Milcíades Arévalo
EL REFLEJO DEL AGUA EN EL DESIERTO
Milcíades Arévalo
Amaba el desierto, los vergeles quemados, las pequeñas tiendas marchitas, las bebidas tibias. Me arrastraba lentamente por calles hediondas y, con los ojos cerrados, me ofrecía al sol, dios de fuego.
Arthur Rimbaud
Tan pronto comenzaron a cantar los gallos de la vecindad, salí a conseguir transporte. La región de por si era agreste, el clima ardiente, la tierra reseca, el hambre cundía por todas partes. Lo único mágico era el reflejo del sol sobre la arena y las gaviotas navegando el horizonte de un cielo azul profundo.
Después de tres horas de viaje por un camino polvoriento que parecía no tener fin, el carro se varó y a mí se me acabó la paciencia. Por allí no había quién vendiera un galón de gasolina, el chofer no tenía equipo de carretera, el agua era escasa, la sed insoportable, el sol, siempre el sol.
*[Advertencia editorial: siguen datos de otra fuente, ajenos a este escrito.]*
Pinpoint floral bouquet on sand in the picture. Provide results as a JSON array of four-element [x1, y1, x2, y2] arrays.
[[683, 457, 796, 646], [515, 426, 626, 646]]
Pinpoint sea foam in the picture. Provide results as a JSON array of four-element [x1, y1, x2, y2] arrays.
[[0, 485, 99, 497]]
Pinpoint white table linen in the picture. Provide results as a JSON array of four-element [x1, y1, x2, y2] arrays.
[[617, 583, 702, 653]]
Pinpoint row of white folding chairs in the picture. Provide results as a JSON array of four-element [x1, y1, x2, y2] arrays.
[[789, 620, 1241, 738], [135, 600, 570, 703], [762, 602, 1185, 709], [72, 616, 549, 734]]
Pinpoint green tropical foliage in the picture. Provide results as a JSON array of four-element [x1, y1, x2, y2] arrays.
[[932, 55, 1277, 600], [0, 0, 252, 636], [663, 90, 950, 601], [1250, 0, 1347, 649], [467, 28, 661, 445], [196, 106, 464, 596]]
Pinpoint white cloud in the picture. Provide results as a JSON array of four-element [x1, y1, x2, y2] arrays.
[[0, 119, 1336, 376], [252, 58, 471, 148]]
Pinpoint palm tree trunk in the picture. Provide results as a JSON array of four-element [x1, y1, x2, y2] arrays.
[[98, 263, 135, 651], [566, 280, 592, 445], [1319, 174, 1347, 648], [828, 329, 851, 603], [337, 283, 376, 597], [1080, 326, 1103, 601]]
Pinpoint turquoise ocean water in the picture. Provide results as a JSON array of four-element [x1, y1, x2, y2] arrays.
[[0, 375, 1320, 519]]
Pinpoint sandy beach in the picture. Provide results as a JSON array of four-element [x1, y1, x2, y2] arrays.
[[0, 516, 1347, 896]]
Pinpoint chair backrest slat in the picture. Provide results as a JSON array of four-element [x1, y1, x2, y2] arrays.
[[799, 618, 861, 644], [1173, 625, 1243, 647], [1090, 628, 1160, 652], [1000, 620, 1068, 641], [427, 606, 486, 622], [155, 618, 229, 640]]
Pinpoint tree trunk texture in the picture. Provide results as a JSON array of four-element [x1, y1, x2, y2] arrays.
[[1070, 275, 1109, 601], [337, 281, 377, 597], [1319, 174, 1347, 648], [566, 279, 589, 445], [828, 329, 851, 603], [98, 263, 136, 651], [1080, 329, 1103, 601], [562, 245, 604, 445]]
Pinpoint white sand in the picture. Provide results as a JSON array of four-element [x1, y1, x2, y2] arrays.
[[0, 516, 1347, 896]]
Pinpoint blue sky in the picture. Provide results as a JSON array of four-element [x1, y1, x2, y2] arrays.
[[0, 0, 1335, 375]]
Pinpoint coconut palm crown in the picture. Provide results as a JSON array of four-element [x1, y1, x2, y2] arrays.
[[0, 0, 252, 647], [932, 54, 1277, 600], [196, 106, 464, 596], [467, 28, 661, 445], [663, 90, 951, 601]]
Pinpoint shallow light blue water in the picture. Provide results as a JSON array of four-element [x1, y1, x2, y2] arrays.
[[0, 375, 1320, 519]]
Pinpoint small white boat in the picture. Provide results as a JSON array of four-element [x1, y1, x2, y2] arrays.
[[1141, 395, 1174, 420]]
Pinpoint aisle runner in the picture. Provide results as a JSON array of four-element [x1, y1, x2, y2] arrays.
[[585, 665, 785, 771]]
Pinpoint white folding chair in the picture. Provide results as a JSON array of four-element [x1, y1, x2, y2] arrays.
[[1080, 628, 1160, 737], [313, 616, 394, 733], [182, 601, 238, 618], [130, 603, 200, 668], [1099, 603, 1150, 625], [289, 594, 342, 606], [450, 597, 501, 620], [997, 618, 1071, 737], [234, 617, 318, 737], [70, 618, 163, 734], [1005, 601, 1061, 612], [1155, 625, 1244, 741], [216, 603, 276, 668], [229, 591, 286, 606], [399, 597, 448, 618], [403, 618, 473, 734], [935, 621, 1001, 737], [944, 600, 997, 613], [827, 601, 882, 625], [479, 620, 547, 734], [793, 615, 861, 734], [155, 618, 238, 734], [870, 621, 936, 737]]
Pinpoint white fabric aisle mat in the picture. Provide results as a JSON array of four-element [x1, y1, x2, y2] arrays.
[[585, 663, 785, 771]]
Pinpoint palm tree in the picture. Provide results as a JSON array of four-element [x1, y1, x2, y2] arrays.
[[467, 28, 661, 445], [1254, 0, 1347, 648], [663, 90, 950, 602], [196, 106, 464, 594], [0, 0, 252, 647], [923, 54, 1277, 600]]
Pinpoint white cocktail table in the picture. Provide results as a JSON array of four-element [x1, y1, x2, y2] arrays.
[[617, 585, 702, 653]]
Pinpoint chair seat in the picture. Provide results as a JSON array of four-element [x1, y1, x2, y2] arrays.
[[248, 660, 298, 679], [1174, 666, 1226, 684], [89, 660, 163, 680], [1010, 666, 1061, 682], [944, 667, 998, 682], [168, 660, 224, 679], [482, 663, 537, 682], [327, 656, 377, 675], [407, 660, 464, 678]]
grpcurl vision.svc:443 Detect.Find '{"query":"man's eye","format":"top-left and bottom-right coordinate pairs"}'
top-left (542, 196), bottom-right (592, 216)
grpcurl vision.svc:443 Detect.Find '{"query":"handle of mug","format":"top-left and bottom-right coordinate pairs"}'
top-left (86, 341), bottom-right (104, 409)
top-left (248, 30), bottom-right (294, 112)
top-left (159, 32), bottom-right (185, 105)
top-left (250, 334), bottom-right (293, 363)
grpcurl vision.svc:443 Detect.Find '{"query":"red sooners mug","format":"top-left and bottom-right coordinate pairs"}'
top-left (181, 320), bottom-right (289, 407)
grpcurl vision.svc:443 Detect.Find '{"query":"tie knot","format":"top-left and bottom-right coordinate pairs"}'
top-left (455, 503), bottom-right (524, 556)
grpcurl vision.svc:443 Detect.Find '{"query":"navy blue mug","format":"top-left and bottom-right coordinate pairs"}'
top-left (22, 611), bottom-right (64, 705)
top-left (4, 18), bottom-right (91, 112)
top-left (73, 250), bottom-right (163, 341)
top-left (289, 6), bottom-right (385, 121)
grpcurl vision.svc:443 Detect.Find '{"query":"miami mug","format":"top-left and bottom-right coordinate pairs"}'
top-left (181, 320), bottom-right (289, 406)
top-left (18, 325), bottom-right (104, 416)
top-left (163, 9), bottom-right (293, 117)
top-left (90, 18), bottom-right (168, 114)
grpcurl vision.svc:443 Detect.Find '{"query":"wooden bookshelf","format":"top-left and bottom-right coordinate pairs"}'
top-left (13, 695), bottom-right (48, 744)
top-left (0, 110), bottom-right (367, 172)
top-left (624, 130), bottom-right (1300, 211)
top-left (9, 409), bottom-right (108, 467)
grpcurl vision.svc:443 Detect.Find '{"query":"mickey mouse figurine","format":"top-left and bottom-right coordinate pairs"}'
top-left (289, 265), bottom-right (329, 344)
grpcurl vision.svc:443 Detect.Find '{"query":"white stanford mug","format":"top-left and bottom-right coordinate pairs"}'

No había señales de ninguna clase, ni puentes, ni gente a quién preguntarle dónde quedaba el norte. Solamente rancherías perdidas entre el polvero que arrastraba el viento.
Decidí seguir a caminando. Cuando creí llegar a Chiriguana por un sendero que parecía no ir a ninguna parte. Chiriguana no era como los demás pueblos que uno ve en el mapa sino una calle larga, con una hilera de casas de palma amarga, una iglesia de madera que parecía de juguete, la estación del tren donde más de uno se había vuelto loco. Nunca se sabía la llegaba del tren, mucho menos cuando partía. Frecuentemente una nube de arena enrarecía todo, especialmente la estación. De día no se veía un alma en la calle, solo cuerpos enarenados defendiéndose del calor, pero de noche cualquier cosa podía pasar. A la entrada del pueblo había un retén de aduanas con dos soldados y un sargento. Si me llegaban a preguntar de dónde venía, cuál era mi oficio, para dónde iba, tocaba responder con respeto para no tener dificultades con la Ley. La Ley, es cosa que se respeta en el desierto o te dan un tiro.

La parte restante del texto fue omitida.